Synthesis of a magnetic π-extended carbon nanosolenoid with Riemann surfaces

• Published in: Nature communications Vol. 13; no. 1; pp. 1239 - 10
• Main Authors: Wang, Jinyi, Zhu, Yihan, Zhuang, Guilin, Wu, Yayu, Wang, Shengda, Huang, Pingsen, Sheng, Guan, Chen, Muqing, Yang, Shangfeng, Greber, Thomas, Du, Pingwu
• Format: Journal Article
• Language: English
• Published: London Nature Publishing Group UK 09.03.2022; Nature Publishing Group; Nature Portfolio
• Subjects: 140/131; 140/133; 147/143; 147/3; 639/638/298; 639/638/549; Carbon; Fabrication; Humanities and Social Sciences; Image resolution; Magnetic permeability; Magnetic properties; Magnetic susceptibility; Molecular structure; multidisciplinary; Paramagnetism; Phase contrast; Physical properties; Riemann surfaces; Scanning transmission electron microscopy; Science; Science (multidisciplinary); Synthesis; Topology; Transmission electron microscopy
• ISSN: 2041-1723; 2041-1723
• DOI: 10.1038/s41467-022-28870-z

Riemann surfaces are deformed versions of the complex plane in mathematics.

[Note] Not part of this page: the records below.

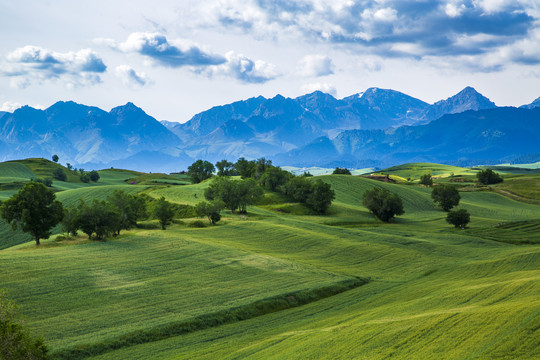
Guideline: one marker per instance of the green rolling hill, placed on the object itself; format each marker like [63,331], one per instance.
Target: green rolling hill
[434,292]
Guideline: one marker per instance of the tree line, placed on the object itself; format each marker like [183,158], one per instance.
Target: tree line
[257,176]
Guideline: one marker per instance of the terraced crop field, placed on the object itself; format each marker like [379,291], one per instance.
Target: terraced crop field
[223,291]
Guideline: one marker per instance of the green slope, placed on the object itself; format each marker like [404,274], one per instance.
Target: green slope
[435,291]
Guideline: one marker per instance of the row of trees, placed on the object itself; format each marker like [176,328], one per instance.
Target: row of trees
[385,205]
[485,177]
[257,175]
[35,210]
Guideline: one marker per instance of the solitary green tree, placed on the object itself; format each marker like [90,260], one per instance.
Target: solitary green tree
[320,197]
[446,196]
[59,174]
[163,211]
[98,217]
[341,171]
[383,203]
[200,170]
[210,210]
[33,209]
[426,179]
[129,208]
[245,168]
[459,218]
[488,176]
[225,168]
[15,341]
[274,177]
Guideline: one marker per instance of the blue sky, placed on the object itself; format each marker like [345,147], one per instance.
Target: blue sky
[177,58]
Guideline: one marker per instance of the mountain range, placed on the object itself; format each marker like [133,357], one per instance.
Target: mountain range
[378,127]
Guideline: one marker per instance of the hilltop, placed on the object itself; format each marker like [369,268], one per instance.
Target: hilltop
[311,129]
[282,282]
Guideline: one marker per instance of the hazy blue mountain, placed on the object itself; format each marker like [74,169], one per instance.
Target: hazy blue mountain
[378,126]
[535,103]
[81,134]
[466,99]
[473,136]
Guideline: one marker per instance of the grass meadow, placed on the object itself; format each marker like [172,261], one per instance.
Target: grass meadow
[434,292]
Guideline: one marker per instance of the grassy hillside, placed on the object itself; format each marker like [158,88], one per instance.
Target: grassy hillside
[434,292]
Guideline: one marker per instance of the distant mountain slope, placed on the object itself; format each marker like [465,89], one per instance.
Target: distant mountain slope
[535,103]
[486,135]
[81,134]
[466,99]
[318,126]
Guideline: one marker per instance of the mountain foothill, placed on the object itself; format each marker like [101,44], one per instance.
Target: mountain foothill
[376,128]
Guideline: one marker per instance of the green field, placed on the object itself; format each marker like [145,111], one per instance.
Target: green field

Locally they look like patches of the complex plane, but globally, the topology may deviate from a plane. Nanostructured graphitic carbon materials resembling a Riemann surface with helicoid topology are predicted to have interesting electronic and photonic properties. However, fabrication of such processable and large π-extended nanographene systems has remained a major challenge. Here, we report a bottom-up synthesis of a metal-free carbon nanosolenoid (CNS) material with a low optical bandgap of 1.97 eV. The synthesis procedure is rapid and possible on the gram scale. The helical molecular structure of CNS can be observed by direct low-dose high-resolution imaging, using integrated differential phase contrast scanning transmission electron microscopy. Magnetic susceptibility measurements show paramagnetism with a high spin density for CNS. Such a π-conjugated CNS allows for the detailed study of its physical properties and may form the base of the development of electronic and spintronic devices containing CNS species. Fabrication of large π-conjugated carbon nanosolenoid materials with helicoid topology remains a challenge. Here the authors demonstrate synthesis of a metal-free π-extended carbon nanosolenoid material with a helical structure, exhibiting unique photophysical and magnetic properties.